Por eso el hombre para poder obtener los grados de la felicidad necesita de gran manera a quienes le muestren el lúcido y claro camino de la buena dirección para así, a través de esto, fortalecer a los soldados del intelecto y poder vencer a su enemigo terco y peligroso, haciendo que el hombre se prepare a sí mismo entrar en el combate entre el intelecto y los deseos.

El momento en que el hombre más precisa de quienes lo tomen de la mano y lo lleven hacia el bien y la corrección es cuando las sentimientos lo engañan y embaucan. Y es muy frecuente que los sentimientos adornen y embellezcan las obras malas y los extravíos del alma, y en consecuencia el hombre vea como deseable lo que en realidad es repudiable.

Así, el intelecto confunde su camino hacia la corrección, la felicidad y las mercedes, especialmente en el momento en que no tiene conocimiento como para distinguir lo bueno y beneficioso de todo aquello que es feo y perjudicial. Y cada uno de nosotros resulta derribado automáticamente en esta batalla, excepto aquel a quien Dios preserva.

Por ese motivo, resulta sumamente difícil para el hombre civilizado y culto, y mucho más para un salvaje ignorante, el llegar por sus propios medios a todos los caminos del bien y la corrección; así como conocer todo lo que lo beneficia y todo lo que lo daña en este mundo y en el otro, tanto a nivel individual como a lo que pertenece a su sociedad y su ámbito, a pesar de que se ayuden mutuamente con otros de sus semejantes, investiguen en conjunto y realicen para tal fin conferencias, asambleas y congresos.

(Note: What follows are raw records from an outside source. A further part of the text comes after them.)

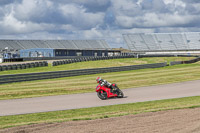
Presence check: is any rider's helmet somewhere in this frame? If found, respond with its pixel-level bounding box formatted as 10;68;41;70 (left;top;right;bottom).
96;77;101;83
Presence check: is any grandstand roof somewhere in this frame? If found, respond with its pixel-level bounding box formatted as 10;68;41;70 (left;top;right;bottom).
123;32;200;51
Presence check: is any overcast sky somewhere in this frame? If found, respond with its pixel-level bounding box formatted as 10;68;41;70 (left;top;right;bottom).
0;0;200;47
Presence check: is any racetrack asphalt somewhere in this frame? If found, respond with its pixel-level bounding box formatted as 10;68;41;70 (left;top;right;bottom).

Por eso, es necesario que Dios Altísimo haga surgir entre la gente una misericordia y un favor para ellos.

Dice Dios en el Sagrado Corán:
«… Un Mensajero salido de ellos mismos que les recita sus aleyas, les purifique y les enseñe el Libro y la Sabiduría»
Corán: “El viernes”; 62:2

Además, que les advierta sobre aquello en lo que está sus corrupciones y les instruya respecto de aquello que contiene sus correcciones y felicidades.

La obligación del favor de Dios para con sus siervos se debe a que esto es parte de su absoluta perfección, y Él es amable para con sus siervos y generosísimo. Entonces, cuando la oportunidad resulte conveniente y admisible como para que abunde la generosidad y el favor, Él —Exaltado sea— debe hacer abundar su favor. Pues no existe codicia en el ámbito de su misericordia ni hay defecto alguno en su generosidad y su otorgamiento.

El sentido de la obligación acá, en el caso de Dios, no implica que uno le ordena esto y que Él deba obedecerlo ya que Él está por encima de esas cosas, sino que es similar al sentido de obligatoriedad cuando se dice que Él es un ser obligatorio, de tal modo que resulta imposible separar el ser de la obligación.

Nuestra creencia sobre los milagros de los profetas

Nosotros creemos que cuando Él —Exaltado sea— establece a los profetas (P) como guías y mensajeros, debe hacerlos reconocer y encaminar a la gente hacia ellos de manera contundente para que la gente los identifique claramente por sus personalidades y sus particularidades. Esto exige que determine para su mensajero un argumento y una prueba innegable. De esta manera se completa su favor y se perfecciona su misericordia.

Este argumento debe ser de una categoría tal que nadie pueda presentarlo ni exponerlo excepto el Creador del universo, Administrador de los seres, es decir, que esté por encima del poder humano.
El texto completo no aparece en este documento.